Teaching Machines to Read
What a Document Actually Is
Ask someone to open an invoice and find the total due. They’ll have it in seconds. They don’t think about how they did it. They glanced at the layout, skipped past the header, found the bold number near the bottom right, and read it. That process took less than three seconds. Nobody ever had to teach it to them.
Now try to teach it to a machine.
Intelligent Document Processing (IDP) is the discipline of automating what human readers do instinctively: reading a document, understanding what it is, and extracting meaning from it. IDP breaks into five stages: intake, parsing, classification, extraction, and indexing for retrieval. Each hides a layer of complexity that only becomes visible when you try to replicate it. Replicating that process, stage by stage, is what makes document automation so persistently difficult.
Intake: Every Format Is a Different Problem
Every format a document arrives in is a completely different technical artifact. A native PDF stores instructions for where to render shapes on a page: not words, not sentences, not paragraphs as a computer would recognise them. A Word document has structural markup, but it varies by version, by author habits, and by whether styles were used consistently or ignored. A scanned document isn’t a document at all from a machine’s perspective. It’s a photograph, with no text in it until an OCR engine runs and attempts to reconstruct what the camera captured, character by character, from pixels.
This is why production IDP systems don’t have a single intake path. They route documents by format: native PDFs to one parser, scanned images to an OCR pipeline, Office files to another handler entirely, then reconcile the outputs into something consistent. The variation within each format means even that routing logic needs to account for exceptions. Get this wrong, and every stage downstream is working from incomplete or corrupted input, often without knowing it.
Parsing: Humans See Structure. Machines See Coordinates.
When a person opens a document, they immediately perceive structure. Bold text means a heading or something important. A two-column layout is read left column first, then right. A table has rows and columns that relate to each other. A footnote belongs to the number it’s anchored to, not to whatever text happens to be spatially adjacent. None of this is taught explicitly. It’s absorbed from years of reading.

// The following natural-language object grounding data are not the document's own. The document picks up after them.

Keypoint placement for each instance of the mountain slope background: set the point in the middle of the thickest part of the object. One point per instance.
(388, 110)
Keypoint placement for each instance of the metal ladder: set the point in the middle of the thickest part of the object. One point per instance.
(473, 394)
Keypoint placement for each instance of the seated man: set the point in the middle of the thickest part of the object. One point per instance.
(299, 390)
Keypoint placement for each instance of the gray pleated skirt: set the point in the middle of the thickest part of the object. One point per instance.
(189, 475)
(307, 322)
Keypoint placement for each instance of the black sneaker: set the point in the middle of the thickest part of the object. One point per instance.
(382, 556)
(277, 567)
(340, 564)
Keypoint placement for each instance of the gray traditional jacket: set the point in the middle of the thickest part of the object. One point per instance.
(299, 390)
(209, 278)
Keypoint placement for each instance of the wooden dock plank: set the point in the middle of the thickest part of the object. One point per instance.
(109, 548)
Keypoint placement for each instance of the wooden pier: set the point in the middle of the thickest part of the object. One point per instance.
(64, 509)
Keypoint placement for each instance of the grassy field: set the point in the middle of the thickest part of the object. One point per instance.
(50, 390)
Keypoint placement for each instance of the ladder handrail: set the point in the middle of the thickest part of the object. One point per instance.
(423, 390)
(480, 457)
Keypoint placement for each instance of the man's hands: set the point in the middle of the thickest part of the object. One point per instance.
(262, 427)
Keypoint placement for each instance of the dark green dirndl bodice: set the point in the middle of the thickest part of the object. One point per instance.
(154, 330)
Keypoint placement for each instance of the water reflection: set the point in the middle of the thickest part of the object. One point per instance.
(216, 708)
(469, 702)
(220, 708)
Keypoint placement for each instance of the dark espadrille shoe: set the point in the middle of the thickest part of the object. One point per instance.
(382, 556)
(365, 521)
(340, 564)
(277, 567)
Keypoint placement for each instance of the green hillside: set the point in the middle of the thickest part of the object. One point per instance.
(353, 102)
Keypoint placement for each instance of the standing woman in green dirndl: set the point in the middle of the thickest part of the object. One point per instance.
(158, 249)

A machine gets none of this for free. A PDF doesn’t store the concept of a heading. It stores a drawing instruction: render these glyphs, at these coordinates, in this font size. The parser has to infer that larger, bolder text probably signals a section start, but that inference fails when a designer has used large decorative text for aesthetic reasons, or when a heading is defined by position rather than weight.
Tables are worse. What a human reads as a grid with clear relationships is, inside a PDF, a set of lines drawn at specific coordinates and text placed nearby, with no semantic connection between them. When there are no grid lines at all and columns are implied only by whitespace alignment, the problem becomes pure visual inference. Tested against real-world documents, even the best purpose-built table extraction tools produce results that regularly surprise the people who built them.
The most significant recent advance here has been treating the page as an image rather than a text stream. Models like Microsoft’s LayoutLM were trained jointly on text content, visual appearance, and the 2D position of every word on the page, learning to identify headings, tables, and figures the way a human reader would, rather than trying to reverse-engineer the file format. Vision-language models take this further, reasoning about layout from the rendered page directly. The trade-off is cost: processing every page visually is slower and more expensive, so most production systems use it selectively, reserving the heavier approach for the regions where layout inference is most likely to fail.
Classification: An Expert Knows What They’re Looking At
A finance director can tell at a glance whether a document is a supplier invoice or an internal credit note, and adjusts their expectations before reading a single line. That recognition is fast because they bring context the document never states explicitly.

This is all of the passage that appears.